Где-то здесь, по двухярусному залу гуляла и гротескная трансвеститка, муза покойного Андрюшки. Никто не знал об их дружбе; эта странная связь могла бы сойти в могилу вместе с портняжкой, но остались куклы, а Лиза – странная птица – была упорна и даже яростна в своей уверенности, что Андрюшка – гений, что мир обязан о том узнать. Из искры образовалось веселенькое пламя – идеей выставки в большом светлом зале сначала загорелся Марк, затем вспыхнула и Мася, уставшая скучать и имеющая связи.
Так и возник «прожэкт».
Не обошлось и без моего участия, но мой фронт работ был мал, скуден, незначителен: я всего-лишь составил для выставки пресс-релиз, прикнопил его к имейлу и, нажав на «отправить всем», устроил своей адресной книге ковровую бомбардировку.

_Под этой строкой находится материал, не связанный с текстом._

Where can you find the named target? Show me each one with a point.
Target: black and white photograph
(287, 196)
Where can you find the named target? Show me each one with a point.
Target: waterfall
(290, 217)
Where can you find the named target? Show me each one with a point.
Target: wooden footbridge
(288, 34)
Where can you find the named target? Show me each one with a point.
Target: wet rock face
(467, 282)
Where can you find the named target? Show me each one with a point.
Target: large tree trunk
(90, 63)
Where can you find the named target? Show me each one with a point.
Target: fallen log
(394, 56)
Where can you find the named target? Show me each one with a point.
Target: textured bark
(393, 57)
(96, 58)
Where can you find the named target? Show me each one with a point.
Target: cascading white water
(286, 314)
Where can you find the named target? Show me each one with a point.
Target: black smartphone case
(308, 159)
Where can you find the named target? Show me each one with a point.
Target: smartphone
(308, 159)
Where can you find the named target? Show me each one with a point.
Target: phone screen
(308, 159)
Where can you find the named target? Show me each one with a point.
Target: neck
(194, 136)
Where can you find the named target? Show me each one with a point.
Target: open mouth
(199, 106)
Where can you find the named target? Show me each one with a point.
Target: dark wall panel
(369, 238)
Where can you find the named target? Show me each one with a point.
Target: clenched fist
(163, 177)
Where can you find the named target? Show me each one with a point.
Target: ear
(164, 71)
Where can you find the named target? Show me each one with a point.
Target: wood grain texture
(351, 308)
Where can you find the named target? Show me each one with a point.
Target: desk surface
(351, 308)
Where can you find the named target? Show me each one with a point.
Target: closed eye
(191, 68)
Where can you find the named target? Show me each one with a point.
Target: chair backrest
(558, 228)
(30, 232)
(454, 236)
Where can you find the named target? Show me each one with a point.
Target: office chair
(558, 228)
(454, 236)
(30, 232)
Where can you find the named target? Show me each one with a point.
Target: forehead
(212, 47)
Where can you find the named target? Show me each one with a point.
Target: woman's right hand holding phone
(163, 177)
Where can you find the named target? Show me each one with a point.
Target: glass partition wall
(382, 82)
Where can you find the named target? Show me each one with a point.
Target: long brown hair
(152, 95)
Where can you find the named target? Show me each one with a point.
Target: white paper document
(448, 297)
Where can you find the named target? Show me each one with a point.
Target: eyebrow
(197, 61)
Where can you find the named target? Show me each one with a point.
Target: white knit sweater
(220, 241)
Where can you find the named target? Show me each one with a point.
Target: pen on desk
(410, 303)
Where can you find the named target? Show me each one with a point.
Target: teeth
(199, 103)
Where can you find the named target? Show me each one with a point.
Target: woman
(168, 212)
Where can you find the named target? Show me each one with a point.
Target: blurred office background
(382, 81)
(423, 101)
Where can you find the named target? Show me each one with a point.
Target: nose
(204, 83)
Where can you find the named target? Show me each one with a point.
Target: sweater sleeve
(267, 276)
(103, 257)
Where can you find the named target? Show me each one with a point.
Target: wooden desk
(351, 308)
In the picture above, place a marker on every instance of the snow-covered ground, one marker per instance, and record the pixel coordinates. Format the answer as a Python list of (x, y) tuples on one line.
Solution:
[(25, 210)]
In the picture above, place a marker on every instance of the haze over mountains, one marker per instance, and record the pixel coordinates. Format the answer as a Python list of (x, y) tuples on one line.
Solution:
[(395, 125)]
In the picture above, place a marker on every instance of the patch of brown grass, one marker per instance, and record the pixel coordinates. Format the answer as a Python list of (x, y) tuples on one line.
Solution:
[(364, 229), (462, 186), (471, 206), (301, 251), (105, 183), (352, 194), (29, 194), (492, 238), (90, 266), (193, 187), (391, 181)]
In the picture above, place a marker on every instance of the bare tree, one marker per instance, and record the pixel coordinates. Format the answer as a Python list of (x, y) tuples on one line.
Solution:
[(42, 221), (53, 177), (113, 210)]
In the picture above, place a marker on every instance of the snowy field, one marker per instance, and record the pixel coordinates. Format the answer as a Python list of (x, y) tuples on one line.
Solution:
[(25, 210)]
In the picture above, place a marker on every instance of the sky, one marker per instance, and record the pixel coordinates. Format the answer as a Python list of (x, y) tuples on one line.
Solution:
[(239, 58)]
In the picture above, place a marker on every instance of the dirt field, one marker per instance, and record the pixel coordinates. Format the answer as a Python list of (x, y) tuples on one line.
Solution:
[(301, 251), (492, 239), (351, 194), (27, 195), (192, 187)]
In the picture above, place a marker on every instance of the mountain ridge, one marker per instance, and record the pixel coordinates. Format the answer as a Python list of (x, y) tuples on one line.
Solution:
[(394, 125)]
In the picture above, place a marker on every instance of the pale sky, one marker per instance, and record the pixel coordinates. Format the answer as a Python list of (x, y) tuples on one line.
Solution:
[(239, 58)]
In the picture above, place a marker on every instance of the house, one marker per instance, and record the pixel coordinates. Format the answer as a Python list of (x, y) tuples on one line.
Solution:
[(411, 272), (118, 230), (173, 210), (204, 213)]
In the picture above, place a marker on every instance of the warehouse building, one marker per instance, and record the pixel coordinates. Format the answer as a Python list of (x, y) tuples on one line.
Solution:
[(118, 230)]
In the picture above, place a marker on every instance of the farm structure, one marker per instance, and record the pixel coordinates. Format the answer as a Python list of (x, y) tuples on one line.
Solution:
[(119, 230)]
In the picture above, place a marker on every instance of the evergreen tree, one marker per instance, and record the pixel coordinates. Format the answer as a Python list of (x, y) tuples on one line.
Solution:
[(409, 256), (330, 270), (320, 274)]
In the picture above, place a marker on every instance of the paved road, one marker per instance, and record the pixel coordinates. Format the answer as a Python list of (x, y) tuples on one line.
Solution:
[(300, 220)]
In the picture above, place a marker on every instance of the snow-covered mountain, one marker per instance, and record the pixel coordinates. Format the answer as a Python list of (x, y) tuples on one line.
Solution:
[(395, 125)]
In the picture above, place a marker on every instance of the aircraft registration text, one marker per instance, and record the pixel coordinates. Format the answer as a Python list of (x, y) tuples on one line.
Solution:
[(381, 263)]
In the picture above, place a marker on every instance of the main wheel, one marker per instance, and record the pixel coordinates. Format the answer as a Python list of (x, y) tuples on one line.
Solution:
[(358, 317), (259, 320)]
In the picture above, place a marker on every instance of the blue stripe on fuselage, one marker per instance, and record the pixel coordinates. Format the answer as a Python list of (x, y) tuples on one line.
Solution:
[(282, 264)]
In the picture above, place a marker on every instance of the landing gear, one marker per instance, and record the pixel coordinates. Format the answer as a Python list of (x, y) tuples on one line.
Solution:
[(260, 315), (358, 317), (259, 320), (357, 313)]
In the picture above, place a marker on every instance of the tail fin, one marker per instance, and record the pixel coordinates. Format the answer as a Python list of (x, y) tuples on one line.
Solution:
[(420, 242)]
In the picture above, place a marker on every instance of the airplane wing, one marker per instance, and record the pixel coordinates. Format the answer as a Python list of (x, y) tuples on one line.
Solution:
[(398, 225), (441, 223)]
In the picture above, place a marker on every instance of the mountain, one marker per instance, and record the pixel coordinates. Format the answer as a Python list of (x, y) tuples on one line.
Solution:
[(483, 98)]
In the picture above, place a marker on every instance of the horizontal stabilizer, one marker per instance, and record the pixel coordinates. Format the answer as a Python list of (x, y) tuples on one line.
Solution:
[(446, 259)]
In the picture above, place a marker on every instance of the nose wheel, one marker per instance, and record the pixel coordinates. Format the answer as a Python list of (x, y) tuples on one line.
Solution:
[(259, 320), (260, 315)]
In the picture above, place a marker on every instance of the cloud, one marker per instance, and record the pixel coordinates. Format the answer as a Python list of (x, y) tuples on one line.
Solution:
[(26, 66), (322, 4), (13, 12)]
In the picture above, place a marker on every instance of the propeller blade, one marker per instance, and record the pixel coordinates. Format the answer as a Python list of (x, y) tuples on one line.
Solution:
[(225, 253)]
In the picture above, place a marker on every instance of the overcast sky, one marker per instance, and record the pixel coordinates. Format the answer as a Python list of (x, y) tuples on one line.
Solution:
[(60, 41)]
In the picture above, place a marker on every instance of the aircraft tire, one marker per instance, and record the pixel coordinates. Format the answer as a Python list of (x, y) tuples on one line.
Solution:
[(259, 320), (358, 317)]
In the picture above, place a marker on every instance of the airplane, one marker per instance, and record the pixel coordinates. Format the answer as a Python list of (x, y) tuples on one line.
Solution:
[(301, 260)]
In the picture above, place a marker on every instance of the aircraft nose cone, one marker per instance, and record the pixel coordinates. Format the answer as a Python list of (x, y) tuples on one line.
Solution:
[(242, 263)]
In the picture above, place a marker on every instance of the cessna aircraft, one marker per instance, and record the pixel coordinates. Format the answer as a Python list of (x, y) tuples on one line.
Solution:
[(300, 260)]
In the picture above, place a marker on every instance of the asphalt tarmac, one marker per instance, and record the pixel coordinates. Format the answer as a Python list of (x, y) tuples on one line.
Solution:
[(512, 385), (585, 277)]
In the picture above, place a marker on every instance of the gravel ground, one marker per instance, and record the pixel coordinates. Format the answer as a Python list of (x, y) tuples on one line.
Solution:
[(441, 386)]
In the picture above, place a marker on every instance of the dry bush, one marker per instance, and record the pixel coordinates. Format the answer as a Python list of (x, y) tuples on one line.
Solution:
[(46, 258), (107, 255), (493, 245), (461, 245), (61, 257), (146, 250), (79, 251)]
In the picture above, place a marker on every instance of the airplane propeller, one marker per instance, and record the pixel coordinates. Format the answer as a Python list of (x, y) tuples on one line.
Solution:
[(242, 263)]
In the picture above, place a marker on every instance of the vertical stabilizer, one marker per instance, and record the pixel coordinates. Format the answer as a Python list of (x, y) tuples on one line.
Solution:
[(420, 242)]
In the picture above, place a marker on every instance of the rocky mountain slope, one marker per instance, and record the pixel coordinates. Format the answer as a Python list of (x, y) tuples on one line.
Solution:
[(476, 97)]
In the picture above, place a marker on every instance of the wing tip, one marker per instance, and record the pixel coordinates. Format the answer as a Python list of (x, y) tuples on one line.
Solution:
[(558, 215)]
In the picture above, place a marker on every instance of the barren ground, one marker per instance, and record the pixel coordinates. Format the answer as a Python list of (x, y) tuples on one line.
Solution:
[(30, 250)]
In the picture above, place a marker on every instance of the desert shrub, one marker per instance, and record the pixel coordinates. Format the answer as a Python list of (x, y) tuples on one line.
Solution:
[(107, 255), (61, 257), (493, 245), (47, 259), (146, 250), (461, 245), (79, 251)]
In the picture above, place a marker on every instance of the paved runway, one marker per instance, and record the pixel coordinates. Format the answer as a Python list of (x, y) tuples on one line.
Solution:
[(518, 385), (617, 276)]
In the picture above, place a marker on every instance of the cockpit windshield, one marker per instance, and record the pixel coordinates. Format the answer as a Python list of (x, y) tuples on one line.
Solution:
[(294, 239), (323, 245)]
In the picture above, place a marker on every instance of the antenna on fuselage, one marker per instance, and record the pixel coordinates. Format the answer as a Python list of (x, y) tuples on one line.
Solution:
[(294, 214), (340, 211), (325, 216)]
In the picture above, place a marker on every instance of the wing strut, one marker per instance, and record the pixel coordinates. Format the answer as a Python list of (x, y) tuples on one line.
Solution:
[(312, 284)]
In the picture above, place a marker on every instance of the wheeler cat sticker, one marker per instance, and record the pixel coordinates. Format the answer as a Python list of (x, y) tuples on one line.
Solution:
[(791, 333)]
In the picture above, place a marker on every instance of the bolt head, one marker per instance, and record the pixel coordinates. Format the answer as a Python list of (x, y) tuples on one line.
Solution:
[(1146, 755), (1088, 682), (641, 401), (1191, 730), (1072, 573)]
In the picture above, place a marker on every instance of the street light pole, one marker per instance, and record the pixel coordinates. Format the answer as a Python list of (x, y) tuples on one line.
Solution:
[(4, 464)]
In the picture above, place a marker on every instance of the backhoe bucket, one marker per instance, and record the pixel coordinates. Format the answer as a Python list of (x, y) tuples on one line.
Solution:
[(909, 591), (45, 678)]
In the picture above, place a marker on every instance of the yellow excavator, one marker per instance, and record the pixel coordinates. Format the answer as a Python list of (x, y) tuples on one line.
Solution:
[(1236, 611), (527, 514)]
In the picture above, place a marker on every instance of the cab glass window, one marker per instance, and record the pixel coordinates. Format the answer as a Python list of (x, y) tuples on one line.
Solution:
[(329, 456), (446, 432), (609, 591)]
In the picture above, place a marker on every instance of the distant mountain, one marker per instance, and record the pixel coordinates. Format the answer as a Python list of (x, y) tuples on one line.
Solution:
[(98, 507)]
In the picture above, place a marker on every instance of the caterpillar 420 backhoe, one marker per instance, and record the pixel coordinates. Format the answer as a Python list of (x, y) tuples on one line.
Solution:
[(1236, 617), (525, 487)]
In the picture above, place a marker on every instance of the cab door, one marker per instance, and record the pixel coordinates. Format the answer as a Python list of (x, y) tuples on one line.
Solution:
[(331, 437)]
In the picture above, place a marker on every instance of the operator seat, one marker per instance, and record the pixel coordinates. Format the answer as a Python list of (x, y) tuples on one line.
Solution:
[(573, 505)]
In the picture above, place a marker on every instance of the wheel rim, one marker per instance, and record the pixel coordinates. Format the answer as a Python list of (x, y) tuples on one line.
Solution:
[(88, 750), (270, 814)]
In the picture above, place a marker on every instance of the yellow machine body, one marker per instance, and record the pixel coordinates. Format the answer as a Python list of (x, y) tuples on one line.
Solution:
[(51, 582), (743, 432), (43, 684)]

Привлечь внимание к выставке я не очень рассчитывал – неизвестно ведь, сколько «мертвых душ» скопилось за годы журналистской практики в моем электронном ящике, сколько адресов уже вышли из употребления, а те, кто, может, и пользуется этим каналом связи, наверное, и понятия уже не имеют, что за «Илья Волков», который выспренно рассказывает о неочевидной связи лица и маски, лика и личины. Удивится немного – и, не медля, отправит виртуальное приглашение в электронную мусорную корзину.
Туда и дорога.
Нельзя не признать: у Марка паблисити вышло умней. Он, прирожденный торговец воздухом, просто предложил всем знакомым «культ», не очень трудясь с подробностями. Не помешало и поручительство давешней Вивьен, зубастой британской модельерши, по просьбе Марка сообщившей где-то в иностранных интернет-далях, что «рашн Маккуин» – это «осом».
Awesome.
Для шумихи, которую вызвала выставка еще до открытия, оставалось лишь зарифмовать это слово с прекрасным русским словом «невесомость». И все. На вернисаже яблоку было негде упасть. Людям нравилось.
Пьяный Суржик не в счет.
– Хорошие гены – сказал Кирыч, явившийся на вернисаж с опозданием, после затянувшегося рабочего дня, – У них могли бы получиться красивые дети, – он тоже приметил Масю и Ашота.
– Ага, два сапога – пара, – с раздражением произнесла Манечка.
– Так уж и пара, – сказал Марк, – Мася – переделка.
– Какой же ты сплетник можешь быть, – изобразил я удивление.
Грудь у Маси была силиконовая и неведомо, как еще потрудились над ней пластические хирурги, но результат получился живой, естественный, нерукотворный, так что я вполне понимал сожаление Кирыча, для которого вся красота этого мира подлежит преумножению.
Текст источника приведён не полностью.